Charming, fast talking Marty Kaan and his crack team of management consultants know how to play the corporate game better than anyone, by using every dirty trick in the book to woo powerful CEOs and close huge deals. In the board rooms, barrooms, and bedrooms of the power elite, corruption is business as usual and everyone's out for themselves first. Nothing is sacred in this scathing, irreverent satire of corporate America today.
The series' central thesis critiques corporate greed and unethical capitalism, aligning with progressive values by exposing systemic flaws in the business world, though it refrains from explicitly championing a specific ideological solution.
The series features a visibly diverse main cast, including a prominent Black lead, but these roles are original and not explicit race or gender swaps of traditionally white characters. The narrative critiques corporate culture and individual moral ambiguity without explicitly targeting traditional identities or centering DEI themes.
House of Lies features a prominent gay main character, Clyde Oberholt, whose sexuality is consistently depicted as an integrated part of his identity. The show portrays his relationships and personal life with a tone consistent with its overall cynical and comedic style, neither overtly affirming nor denigrating LGBTQ+ identity, but rather presenting it as a facet of a complex character.

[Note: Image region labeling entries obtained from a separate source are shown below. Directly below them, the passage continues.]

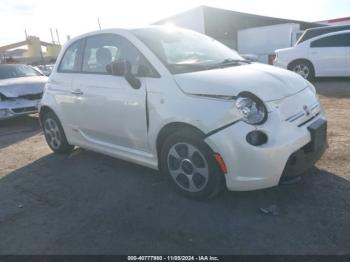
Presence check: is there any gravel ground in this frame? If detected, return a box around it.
[0,79,350,254]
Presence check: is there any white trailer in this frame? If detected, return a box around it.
[237,23,302,64]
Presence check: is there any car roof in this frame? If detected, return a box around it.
[0,64,27,67]
[301,30,350,44]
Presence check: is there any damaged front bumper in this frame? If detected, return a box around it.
[0,98,40,120]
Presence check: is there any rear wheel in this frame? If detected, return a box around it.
[289,60,315,81]
[42,112,74,153]
[161,132,224,198]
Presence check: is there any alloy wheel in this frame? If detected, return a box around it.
[44,118,61,149]
[293,64,310,79]
[167,143,209,193]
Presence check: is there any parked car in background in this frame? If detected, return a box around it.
[38,65,55,76]
[40,26,327,198]
[0,64,47,120]
[296,25,350,45]
[274,30,350,80]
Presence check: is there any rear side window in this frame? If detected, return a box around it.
[58,41,82,73]
[310,33,350,47]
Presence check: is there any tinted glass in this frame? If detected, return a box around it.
[310,33,350,47]
[134,27,244,74]
[296,25,350,44]
[58,41,81,72]
[0,65,42,79]
[83,34,155,77]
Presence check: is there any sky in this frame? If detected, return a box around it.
[0,0,350,46]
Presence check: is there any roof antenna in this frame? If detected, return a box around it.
[97,17,101,30]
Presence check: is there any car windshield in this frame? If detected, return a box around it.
[0,65,41,79]
[134,26,246,74]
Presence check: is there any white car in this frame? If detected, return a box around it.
[40,26,327,198]
[274,30,350,80]
[0,64,47,121]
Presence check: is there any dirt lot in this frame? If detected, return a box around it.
[0,79,350,254]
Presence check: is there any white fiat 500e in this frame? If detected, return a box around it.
[40,26,327,198]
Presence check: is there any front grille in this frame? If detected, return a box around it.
[18,93,43,100]
[285,103,320,123]
[12,106,38,114]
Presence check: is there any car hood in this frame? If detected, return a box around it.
[174,63,307,102]
[0,76,48,98]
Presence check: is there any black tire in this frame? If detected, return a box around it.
[160,130,225,199]
[288,60,315,81]
[41,111,74,154]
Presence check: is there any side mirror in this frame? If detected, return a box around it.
[106,61,142,89]
[106,62,127,76]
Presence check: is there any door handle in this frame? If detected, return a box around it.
[71,89,84,96]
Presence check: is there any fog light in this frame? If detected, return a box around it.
[246,130,267,146]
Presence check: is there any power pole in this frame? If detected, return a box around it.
[97,17,101,30]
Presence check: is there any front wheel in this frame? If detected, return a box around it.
[161,132,224,198]
[42,112,74,153]
[289,61,315,81]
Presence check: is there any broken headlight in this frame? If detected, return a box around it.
[236,92,267,125]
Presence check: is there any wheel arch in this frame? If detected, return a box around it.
[39,105,57,122]
[156,122,205,163]
[287,58,315,72]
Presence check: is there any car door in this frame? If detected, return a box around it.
[46,40,83,132]
[310,34,347,76]
[73,34,152,152]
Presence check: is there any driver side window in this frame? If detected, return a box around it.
[83,35,121,74]
[83,34,159,77]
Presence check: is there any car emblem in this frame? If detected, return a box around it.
[303,105,311,116]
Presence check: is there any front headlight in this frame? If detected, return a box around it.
[236,93,267,125]
[308,82,316,94]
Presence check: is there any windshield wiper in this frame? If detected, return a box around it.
[212,58,251,68]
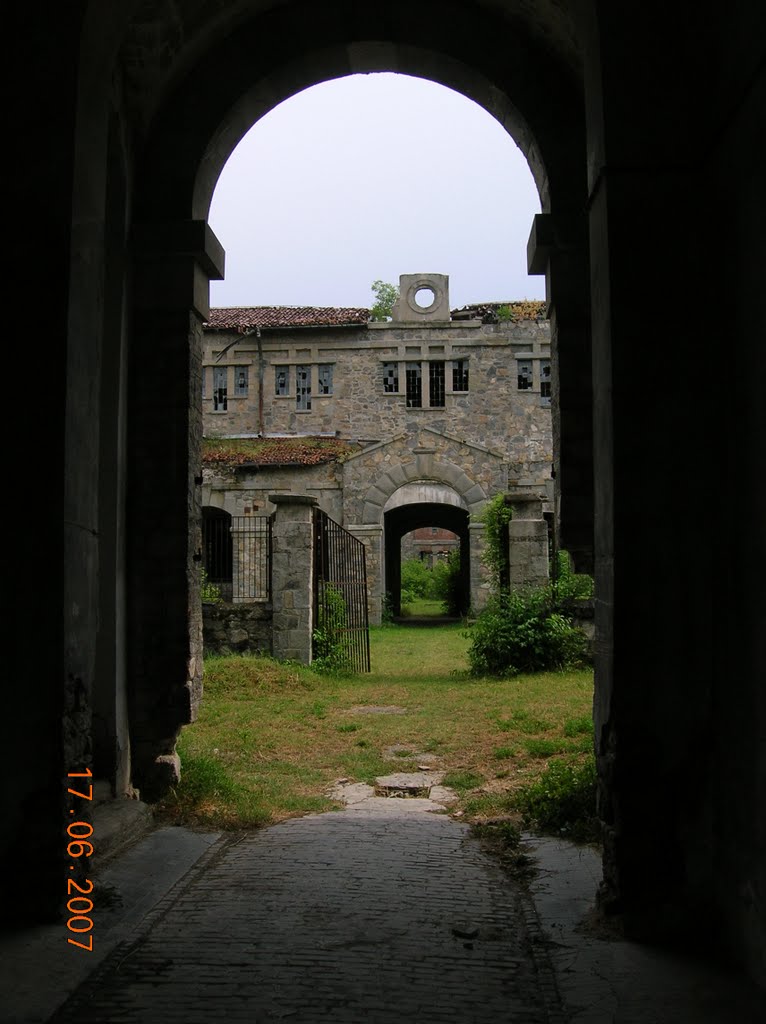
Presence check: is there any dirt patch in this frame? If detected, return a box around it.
[345,705,407,715]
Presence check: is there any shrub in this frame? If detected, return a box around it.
[401,558,433,604]
[514,755,601,843]
[200,565,223,604]
[551,551,593,607]
[311,584,350,672]
[475,494,513,592]
[431,548,460,615]
[466,587,587,676]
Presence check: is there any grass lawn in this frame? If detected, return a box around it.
[158,625,593,828]
[401,597,446,616]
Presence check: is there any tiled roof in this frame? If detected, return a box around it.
[205,306,370,331]
[451,299,548,324]
[202,436,359,469]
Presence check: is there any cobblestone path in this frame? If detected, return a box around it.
[51,800,565,1024]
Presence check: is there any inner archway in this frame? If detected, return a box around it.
[383,502,471,615]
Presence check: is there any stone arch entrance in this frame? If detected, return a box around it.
[383,485,472,615]
[13,0,766,980]
[361,466,495,621]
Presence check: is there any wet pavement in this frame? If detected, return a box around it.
[0,798,766,1024]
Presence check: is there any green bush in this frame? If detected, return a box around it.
[466,587,587,676]
[311,584,350,673]
[431,548,460,615]
[401,558,433,604]
[200,565,223,604]
[514,755,601,843]
[551,551,593,606]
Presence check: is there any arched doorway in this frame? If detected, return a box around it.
[383,502,471,615]
[41,0,764,976]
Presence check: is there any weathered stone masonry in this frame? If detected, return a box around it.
[203,274,552,622]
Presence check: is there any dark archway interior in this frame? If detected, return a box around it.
[7,0,766,985]
[383,503,471,615]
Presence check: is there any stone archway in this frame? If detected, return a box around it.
[383,495,472,615]
[17,0,766,979]
[361,468,488,621]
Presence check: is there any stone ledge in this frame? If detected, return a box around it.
[91,797,155,867]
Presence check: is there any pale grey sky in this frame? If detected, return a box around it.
[210,74,545,308]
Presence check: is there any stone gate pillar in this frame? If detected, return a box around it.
[268,495,318,665]
[507,492,550,590]
[347,525,385,626]
[468,522,491,614]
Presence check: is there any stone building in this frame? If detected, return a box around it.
[8,0,766,985]
[202,273,553,622]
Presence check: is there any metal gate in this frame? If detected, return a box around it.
[202,509,271,603]
[313,509,370,672]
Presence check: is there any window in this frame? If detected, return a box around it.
[213,367,228,413]
[295,367,311,413]
[383,362,399,394]
[274,367,290,394]
[235,367,250,397]
[453,359,468,391]
[428,360,444,409]
[540,362,551,401]
[406,362,423,409]
[318,362,333,394]
[518,359,531,391]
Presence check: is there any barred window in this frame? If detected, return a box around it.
[540,362,551,401]
[518,359,533,391]
[318,362,333,394]
[453,359,468,391]
[295,367,311,413]
[274,367,290,394]
[213,367,228,413]
[428,360,444,409]
[383,362,399,394]
[406,362,423,409]
[235,367,250,396]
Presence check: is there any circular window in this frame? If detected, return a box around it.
[415,288,436,310]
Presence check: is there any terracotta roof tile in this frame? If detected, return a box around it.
[202,436,359,469]
[205,306,370,331]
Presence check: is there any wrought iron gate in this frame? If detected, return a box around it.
[313,509,370,672]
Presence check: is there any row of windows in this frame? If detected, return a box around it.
[274,362,333,413]
[202,364,333,413]
[202,359,551,413]
[383,359,468,409]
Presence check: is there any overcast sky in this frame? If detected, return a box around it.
[210,74,545,308]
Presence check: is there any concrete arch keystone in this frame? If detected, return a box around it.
[363,459,486,525]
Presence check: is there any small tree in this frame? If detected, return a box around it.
[370,281,399,322]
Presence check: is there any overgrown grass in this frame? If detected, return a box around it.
[401,597,448,618]
[158,624,593,828]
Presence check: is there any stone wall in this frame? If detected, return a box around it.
[203,319,552,485]
[202,602,272,654]
[202,462,343,522]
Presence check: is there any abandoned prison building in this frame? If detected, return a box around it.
[202,273,553,638]
[5,0,766,985]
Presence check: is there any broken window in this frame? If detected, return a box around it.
[274,367,290,394]
[213,367,228,413]
[235,367,250,397]
[540,362,551,401]
[453,359,468,391]
[428,360,444,409]
[318,362,333,394]
[295,367,311,413]
[383,362,399,394]
[406,362,423,409]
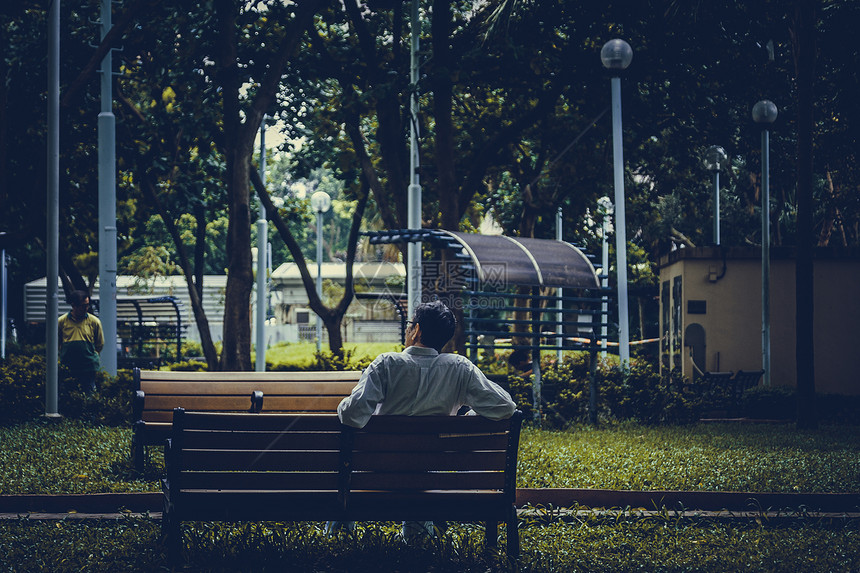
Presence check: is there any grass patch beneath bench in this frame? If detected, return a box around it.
[0,514,860,573]
[0,419,860,494]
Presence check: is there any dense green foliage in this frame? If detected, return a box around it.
[517,424,860,492]
[0,353,133,426]
[6,419,860,493]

The protagonist, Marty Kaan, is an adaptation of the real-life author Martin Kihn, who is white. The character Marty Kaan is portrayed by a Black actor, constituting a race swap from the source material's author.
The show frequently satirizes characters who profess Christian values but act hypocritically, using their faith as a facade for self-serving or unethical corporate behavior. The narrative offers no significant counterbalancing positive portrayals, reinforcing a critical view of how religion is practiced in this environment.
The movie does not contain any action or adventure elements.
House of Lies is an original series inspired by a non-fiction book. Its main characters were created for the show and do not have pre-established canonical genders from prior fictional source material or historical records that were then changed.